A: As a mom of three, I've seen my own children struggle with fitting in and being bullied. It was listening to their experiences, and my own frustrations, that led me to consider the topic. I also kept thinking about how it's not just in high school where we have this public persona that might be different from what we truly feel inside . . . everyone wonders if they're good enough, smart enough, pretty enough, no matter how old they are. It's an archetypical moral dilemma: Do you act like yourself and risk becoming an outcast? Or do you pretend to be someone you're not and hope no one finds out you're faking?
Q: How did you go about conducting research for Nineteen Minutes? Given the heart-wrenching and emotional topic of the book, in what ways was the research process more challenging than for your previous novels?
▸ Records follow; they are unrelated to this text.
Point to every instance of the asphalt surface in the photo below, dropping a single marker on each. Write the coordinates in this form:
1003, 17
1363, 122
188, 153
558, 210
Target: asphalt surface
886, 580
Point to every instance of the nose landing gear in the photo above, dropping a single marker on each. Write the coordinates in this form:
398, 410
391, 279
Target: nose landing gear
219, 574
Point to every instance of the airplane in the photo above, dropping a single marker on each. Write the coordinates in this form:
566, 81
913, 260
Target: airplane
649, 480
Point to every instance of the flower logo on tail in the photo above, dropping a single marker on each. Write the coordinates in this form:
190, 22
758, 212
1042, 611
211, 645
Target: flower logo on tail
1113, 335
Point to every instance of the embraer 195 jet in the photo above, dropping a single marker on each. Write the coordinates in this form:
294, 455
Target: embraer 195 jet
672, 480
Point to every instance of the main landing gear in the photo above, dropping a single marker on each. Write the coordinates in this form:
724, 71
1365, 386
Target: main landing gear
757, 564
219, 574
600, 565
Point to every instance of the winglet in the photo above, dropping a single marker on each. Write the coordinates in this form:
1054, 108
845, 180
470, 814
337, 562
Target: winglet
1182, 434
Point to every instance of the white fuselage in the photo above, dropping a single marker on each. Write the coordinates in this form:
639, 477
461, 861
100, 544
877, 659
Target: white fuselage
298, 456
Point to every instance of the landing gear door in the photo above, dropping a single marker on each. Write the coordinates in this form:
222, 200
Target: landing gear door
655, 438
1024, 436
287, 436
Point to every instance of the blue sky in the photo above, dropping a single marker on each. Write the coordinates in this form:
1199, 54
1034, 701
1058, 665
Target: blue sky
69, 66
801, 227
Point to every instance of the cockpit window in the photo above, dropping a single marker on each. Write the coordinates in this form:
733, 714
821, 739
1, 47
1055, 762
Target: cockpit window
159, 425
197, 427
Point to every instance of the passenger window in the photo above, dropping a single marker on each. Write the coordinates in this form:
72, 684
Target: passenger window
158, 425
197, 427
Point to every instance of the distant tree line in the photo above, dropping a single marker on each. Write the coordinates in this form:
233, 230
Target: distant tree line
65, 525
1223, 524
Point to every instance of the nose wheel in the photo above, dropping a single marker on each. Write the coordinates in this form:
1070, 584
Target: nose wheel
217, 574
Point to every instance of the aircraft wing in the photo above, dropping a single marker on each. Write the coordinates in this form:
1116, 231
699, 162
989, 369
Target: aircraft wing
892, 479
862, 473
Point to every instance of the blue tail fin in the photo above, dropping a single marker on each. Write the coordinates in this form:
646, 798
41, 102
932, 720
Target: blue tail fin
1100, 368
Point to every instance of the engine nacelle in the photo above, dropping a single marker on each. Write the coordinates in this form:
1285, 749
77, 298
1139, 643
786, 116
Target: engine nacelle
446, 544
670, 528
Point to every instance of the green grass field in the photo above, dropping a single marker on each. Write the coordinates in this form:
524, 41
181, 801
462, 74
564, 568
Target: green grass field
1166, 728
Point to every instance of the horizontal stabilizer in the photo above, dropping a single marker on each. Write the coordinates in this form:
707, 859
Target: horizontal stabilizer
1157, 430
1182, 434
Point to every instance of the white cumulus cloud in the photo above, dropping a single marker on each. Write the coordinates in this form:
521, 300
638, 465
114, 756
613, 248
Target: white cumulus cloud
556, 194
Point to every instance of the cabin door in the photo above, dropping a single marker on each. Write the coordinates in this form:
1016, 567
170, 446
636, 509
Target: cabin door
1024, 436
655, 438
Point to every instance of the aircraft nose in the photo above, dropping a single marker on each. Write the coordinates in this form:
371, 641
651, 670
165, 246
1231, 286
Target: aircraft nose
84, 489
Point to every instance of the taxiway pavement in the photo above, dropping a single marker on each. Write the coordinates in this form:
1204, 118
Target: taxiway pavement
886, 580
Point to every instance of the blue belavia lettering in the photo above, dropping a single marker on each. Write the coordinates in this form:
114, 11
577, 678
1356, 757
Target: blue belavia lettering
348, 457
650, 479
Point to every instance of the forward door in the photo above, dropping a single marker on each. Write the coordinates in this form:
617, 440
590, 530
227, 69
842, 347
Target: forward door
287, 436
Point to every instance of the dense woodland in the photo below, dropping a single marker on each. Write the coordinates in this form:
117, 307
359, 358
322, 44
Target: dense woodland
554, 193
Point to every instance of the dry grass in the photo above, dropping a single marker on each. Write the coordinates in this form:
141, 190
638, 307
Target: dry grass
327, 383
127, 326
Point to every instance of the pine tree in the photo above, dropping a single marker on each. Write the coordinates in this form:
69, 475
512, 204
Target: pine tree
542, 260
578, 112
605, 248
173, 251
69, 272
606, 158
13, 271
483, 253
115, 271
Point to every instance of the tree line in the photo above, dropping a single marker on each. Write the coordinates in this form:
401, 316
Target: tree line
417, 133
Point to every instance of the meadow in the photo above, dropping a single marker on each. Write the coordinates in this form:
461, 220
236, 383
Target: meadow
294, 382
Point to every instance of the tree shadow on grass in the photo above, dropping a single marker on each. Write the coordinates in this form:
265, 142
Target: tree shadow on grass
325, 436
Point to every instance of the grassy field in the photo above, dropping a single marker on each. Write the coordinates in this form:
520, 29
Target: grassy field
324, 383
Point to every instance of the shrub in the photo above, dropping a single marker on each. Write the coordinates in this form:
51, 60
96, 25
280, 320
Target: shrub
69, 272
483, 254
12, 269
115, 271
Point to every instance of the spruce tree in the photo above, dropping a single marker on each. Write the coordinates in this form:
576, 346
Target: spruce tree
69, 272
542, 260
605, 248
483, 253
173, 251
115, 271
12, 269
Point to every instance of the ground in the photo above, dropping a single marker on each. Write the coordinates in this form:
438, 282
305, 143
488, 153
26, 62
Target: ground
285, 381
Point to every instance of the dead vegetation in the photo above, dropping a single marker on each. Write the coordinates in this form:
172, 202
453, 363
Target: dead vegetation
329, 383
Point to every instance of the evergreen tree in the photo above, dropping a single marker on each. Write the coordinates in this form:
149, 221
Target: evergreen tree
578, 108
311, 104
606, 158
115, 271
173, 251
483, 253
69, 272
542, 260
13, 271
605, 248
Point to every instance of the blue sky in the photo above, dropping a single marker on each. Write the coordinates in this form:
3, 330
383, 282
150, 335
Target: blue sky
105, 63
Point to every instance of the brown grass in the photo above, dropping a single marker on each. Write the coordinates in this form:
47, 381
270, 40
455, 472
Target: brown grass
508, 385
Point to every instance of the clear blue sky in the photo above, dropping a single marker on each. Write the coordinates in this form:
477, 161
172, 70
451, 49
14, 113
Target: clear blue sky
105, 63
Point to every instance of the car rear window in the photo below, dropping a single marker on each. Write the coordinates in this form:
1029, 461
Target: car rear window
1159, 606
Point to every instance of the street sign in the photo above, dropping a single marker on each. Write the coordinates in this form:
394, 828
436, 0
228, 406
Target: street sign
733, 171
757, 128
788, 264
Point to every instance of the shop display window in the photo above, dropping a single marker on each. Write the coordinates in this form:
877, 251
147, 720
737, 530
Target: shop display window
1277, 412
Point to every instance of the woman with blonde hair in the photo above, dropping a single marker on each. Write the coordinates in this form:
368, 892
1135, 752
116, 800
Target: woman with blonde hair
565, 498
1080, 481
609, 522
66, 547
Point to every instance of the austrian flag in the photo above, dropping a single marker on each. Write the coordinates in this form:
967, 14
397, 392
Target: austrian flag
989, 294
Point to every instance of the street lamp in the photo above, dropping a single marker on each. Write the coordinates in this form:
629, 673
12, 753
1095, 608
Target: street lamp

A: This book was very hard to research. I actually began through my longtime legal research helper, who had a colleague who had worked in the FBI and put me in touch with the Jefferson County Sheriff's Office--the people who investigated the Columbine shootings. I spoke with them, and they sent me DVDs and material that had never been made available to the public, which helped a bit to get into the mind-set of the shooters. The next contact I made was with a woman who served as a grief counselor to the families who lost children at Columbine. However, I really wanted to talk to a school shooting survivor . . . and yet I didn't want to cause anyone undue pain by bringing up what will always be a difficult subject. I was actually in Minneapolis, doing a reading, when the Red Lake shootings occurred. It was the most surreal feeling: there I was in a hotel, writing a scene in the book, and on the TV next to me was a reporter saying exactly what I was typing into my fiction. I went to the bookstore event that night and was telling folks about the way my two worlds had collided . . . and a woman came up to me afterward. She knew someone who'd survived the Rocori shootings in Minnesota and was willing to put me in touch with her. Through that connection, I spoke with not only two teachers who shared with me their story of the shooting . . . but also a young man whose friend died that day. It was his commentary that shook me the most--as a writer and a parent--and that became the most important research I did for this book.